A “maldição” só foi quebrada nas oitavas da Copa de 2018, contra a Colômbia: 4 a 3 nas penalidades, primeira vitória inglesa num confronto desse tipo em Mundiais. A Inglaterra foi às semifinais e perdeu para a Croácia na prorrogação, sem pênaltis desta vez.
A Mão de Deus ataca contra a Inglaterra
Em 1986, no México, a Argentina de Maradona eliminou a Inglaterra nas quartas de final com dois gols em cinco minutos.
O primeiro gol foi marcado com a mão esquerda de Diego Maradona, que o árbitro não viu e validou. Após a partida, o camisa 10 argentino descreveu o lance como “um pouco com a cabeça de Maradona e um pouco com a mão de Deus“, frase que atravessou gerações e entrou para o vocabulário esportivo universal.

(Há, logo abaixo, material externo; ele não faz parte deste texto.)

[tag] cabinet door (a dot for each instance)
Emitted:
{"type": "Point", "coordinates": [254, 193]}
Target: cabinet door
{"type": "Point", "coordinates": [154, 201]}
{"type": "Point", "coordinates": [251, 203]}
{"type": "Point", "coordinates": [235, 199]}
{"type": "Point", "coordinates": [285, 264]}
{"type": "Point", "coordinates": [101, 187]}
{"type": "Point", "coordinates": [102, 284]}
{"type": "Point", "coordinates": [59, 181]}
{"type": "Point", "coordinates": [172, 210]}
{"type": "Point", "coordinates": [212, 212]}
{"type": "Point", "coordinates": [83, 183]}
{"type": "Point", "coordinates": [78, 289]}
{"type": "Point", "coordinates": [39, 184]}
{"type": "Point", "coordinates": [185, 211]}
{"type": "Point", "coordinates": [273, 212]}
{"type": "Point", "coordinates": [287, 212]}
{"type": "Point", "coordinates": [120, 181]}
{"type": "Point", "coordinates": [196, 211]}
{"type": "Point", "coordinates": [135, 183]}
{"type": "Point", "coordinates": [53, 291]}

O segundo gol, marcado minutos depois, ficou conhecido como o “Gol do Século”, Maradona arrancou do campo de defesa, driblou cinco jogadores ingleses e o goleiro Peter Shilton e empurrou para o gol vazio.

Campeã mundial sem título continental
A Inglaterra é a única seleção campeã mundial que nunca venceu seu principal torneio continental. Em toda a história da Eurocopa, os ingleses jamais levantaram o troféu, chegando mais perto nas finais de 2021 (Euro 2020) e 2024. O único grande título oficial do English Team segue sendo a Copa do Mundo de 1966.
Podemos constatar que o problema da seleção inglesa nunca foi a falta de craques em suas seleções, mas, simplesmente, uma maldição que faz com que várias gerações não vejam a Inglaterra levantar um título.
Com a vaga garantida para a semifinal, eles chegam com o desejo de conseguir conquistar o que muitas gerações tentaram, o sonho do bicampeonato mundial. A seleção enfrenta a Argentina, a atual campeã mundial, que vem fazendo uma boa campanha durante a edição de 2026. Com o apoio da torcida e com grandes nomes na escalação, a quebra do jejum parece cada vez mais próxima.